***To Err Is AI! Debugging as an Intervention to Facilitate Appropriate Reliance on AI Systems.***
Authors: Gaole He, Abri Bharos, Ujwal Gadiraju
Web Information Systems Group, Faculty of EEMCS, Delft University of Technology

Corresponding author: Ujwal Gadiraju
Contact Information:
u.k.gadiraju@tudelft.nl

Delft University of Technology - Faculty of EEMCS, Department of Software Technology, Web Information Systems Group
Building 28, Van Mourik Broekmanweg 6
2628 XE Delft
The Netherlands

***General Introduction***
This dataset contains data collected during experiments at Delft University of Technology, as part of Gaole He's PhD Thesis project: It is being made public both to act as supplementary data for publications and the PhD thesis of Gaole He and in order for other researchers to use this data in their own work.

The data in this data set was collected in the Web Information Systems Group, Faculty of EEMCS, between Dec 2021 and Oct 2022.

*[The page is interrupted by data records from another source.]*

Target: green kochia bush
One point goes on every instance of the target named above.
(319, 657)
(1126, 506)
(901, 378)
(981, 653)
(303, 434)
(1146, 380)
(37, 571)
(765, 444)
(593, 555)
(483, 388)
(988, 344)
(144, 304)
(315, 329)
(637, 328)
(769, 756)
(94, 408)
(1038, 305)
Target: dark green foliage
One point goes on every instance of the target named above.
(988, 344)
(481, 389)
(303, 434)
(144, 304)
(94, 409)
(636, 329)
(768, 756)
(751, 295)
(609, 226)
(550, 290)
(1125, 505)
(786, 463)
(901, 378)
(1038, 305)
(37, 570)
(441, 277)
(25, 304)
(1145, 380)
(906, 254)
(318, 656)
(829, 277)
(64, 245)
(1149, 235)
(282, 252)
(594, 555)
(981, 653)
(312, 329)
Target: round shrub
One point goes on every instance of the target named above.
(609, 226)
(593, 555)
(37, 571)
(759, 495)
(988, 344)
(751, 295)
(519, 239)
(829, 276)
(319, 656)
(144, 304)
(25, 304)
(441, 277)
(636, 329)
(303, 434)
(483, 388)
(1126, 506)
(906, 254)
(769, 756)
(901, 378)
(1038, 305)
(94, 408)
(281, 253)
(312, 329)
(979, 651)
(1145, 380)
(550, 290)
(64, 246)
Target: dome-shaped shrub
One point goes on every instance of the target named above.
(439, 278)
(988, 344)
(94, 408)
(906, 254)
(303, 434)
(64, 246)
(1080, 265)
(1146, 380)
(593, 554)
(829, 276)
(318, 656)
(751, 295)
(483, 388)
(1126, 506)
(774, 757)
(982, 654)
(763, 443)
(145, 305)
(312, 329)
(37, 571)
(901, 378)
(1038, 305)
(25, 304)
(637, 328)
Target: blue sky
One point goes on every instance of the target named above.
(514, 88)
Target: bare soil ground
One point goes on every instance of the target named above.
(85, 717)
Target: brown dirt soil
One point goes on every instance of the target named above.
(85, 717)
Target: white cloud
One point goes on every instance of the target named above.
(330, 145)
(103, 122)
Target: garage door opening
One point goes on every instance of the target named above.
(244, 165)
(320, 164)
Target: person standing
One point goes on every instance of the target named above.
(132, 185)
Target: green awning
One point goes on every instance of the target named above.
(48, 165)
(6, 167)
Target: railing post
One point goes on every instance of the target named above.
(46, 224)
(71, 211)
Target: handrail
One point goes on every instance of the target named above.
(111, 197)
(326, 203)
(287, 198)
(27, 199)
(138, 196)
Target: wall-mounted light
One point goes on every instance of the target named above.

***Purpose of the dataset***
The purpose of these experiments was to investigate (1)  How can a debugging intervention help users to estimate the performance of an AI system, both at the instance and at the global level? and (2) How does a debugging intervention affect the reliance of users on an AI system?


***Description of the data in this dataset***
The dataset (data.zip) consists of seletected deceptive review detection tasks from [Deception Detection](https://github.com/vivlai/deception-machine-in-the-loop) dataset (data/review_data) and user responses in our main study (data/anonymous_data) and the data analysis code (data_analysis.zip). All data released are anonymized.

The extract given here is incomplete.